Category Archives: Architecture

Cover both architecture and engineering. It does not cover operations and strategy.

SDDC Network Monitoring

Thank you Sasha Velednitsky and Hsien-chung Woo from NetFlow Logic for contributing this post!

Monitoring Network Metadata in Real Time

Network devices are rich source of information about the network’s traffic, in the form of NetFlow, sFlow, or IPFIX formats. This metadata is voluminous and most valuable for operational and security purposes.

You get the best insights when the data are captured and analyzed in real time. This is where the data processing engine in NetFlow Integrator comes in. It can process hundreds of thousands of these records per second. Users can apply a myriad of solutions to understand the health and robustness of their networks, as well as the imminence of security threats. The results of NetFlow Integrator processing and analytics are then visually displayed via vRealize Log Insight.

Most network management tools use LLDP or CDP protocols (designed for topology discovery) to reveal network device connectivity, and do not identify the actual network traffic. On the other hand, NetFlow Integrator’s analytics are based on real network traffic. A useful analogy: if you are driving within a city, a city map will be helpful. However, it is much better to have both a map and a depiction of the traffic congestion, so you can navigate more efficiently.

SDDC Monitoring

One of the biggest operational concerns for IT Operations and SDDC Administrators is the lack of visibility between the virtual and physical networking layers — how to trace and troubleshoot connectivity issues. Typically, SDDC management tools monitor virtual network devices, such as vSphere Distributed Switch (VDS), Distributed Logical Routing, Distributed Firewall, Edge Services Gateway, and others. What if a performance degradation or outage is caused by physical device failures or overloading?

How do we know where virtual network traffic is encapsulated, and how it traverses the physical network?

Legacy tools break down at the virtual to physical boundary. Lacking correlation between logical and physical networks leads to longer time to resolution, and unacceptable outage time frames for many customers.

For complete visibility you need to collect and analyze flows from both virtual and physical devices. Luckily, most vendors support some sort of flow generation technology (Cisco  – NetFlow, Juniper – jFlow, Dell, HP, Arista, Brocade – sFlow, VDS – IPFIX).
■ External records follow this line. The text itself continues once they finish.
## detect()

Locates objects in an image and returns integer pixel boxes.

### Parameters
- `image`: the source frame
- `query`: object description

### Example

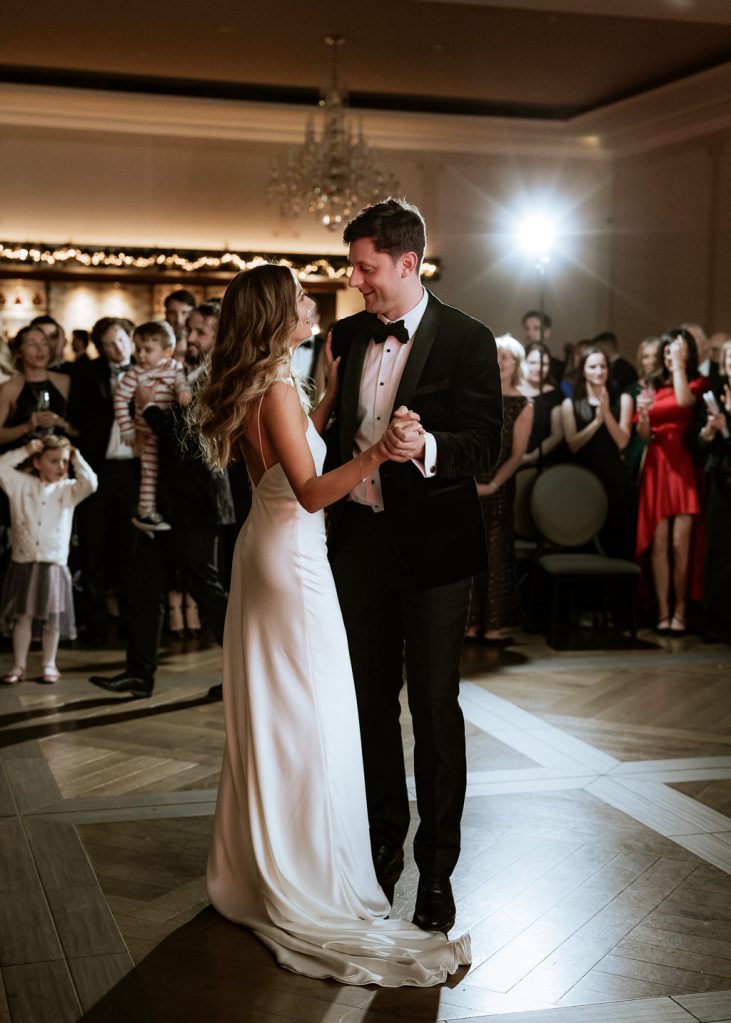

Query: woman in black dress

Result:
[561,348,634,559]
[0,326,76,450]
[517,341,563,465]
[700,341,731,642]
[466,335,533,647]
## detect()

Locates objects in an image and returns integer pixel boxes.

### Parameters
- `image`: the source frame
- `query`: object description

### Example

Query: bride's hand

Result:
[323,330,340,398]
[379,416,424,461]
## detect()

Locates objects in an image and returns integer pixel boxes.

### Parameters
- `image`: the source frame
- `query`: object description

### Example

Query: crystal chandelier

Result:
[268,36,399,231]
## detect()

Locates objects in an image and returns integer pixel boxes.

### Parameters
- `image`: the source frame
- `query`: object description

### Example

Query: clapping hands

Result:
[380,405,424,461]
[596,387,611,422]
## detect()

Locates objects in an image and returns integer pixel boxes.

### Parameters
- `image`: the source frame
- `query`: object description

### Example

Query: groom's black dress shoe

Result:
[373,845,404,905]
[414,874,457,934]
[89,671,154,697]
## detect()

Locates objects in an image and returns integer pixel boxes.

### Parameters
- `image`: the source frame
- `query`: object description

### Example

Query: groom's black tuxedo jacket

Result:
[325,294,502,587]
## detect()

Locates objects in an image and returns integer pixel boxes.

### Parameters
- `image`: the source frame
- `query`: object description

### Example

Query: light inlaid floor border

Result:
[0,642,731,1023]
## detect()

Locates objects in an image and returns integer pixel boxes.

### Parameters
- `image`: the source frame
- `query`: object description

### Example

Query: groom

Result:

Configure all of your flow-capable exporters, such as Top of Rack switches, core and aggregation switches, routers, and virtual switches (e.g. as VDS or Open vSwitch) to send NetFlow/sFlow/IPFIX to NetFlow Integrator for visibility of virtual and physical networks.

Network Counters

NetFlow Integrator accepts network flow data, applies algorithms to the data to extract the information needed to address desired use cases, converts the processed data to syslog, then sends that useful information to other systems for visualization. The granularity of these counters is configurable.

Network bandwidth is typically consumed by a relatively small number of users or applications. With NetFlow Integrator and Log Insight, SDDC administrators can identify which applications are using the most network bandwidth. Log Insight dashboards, shown below, provide this information by source IP, destination IP, ports and protocols.

1 2 3

Micro-segmentation enables organizations to divide SDDC logically into segments, and to implement security groups and firewall rules down to workload levels.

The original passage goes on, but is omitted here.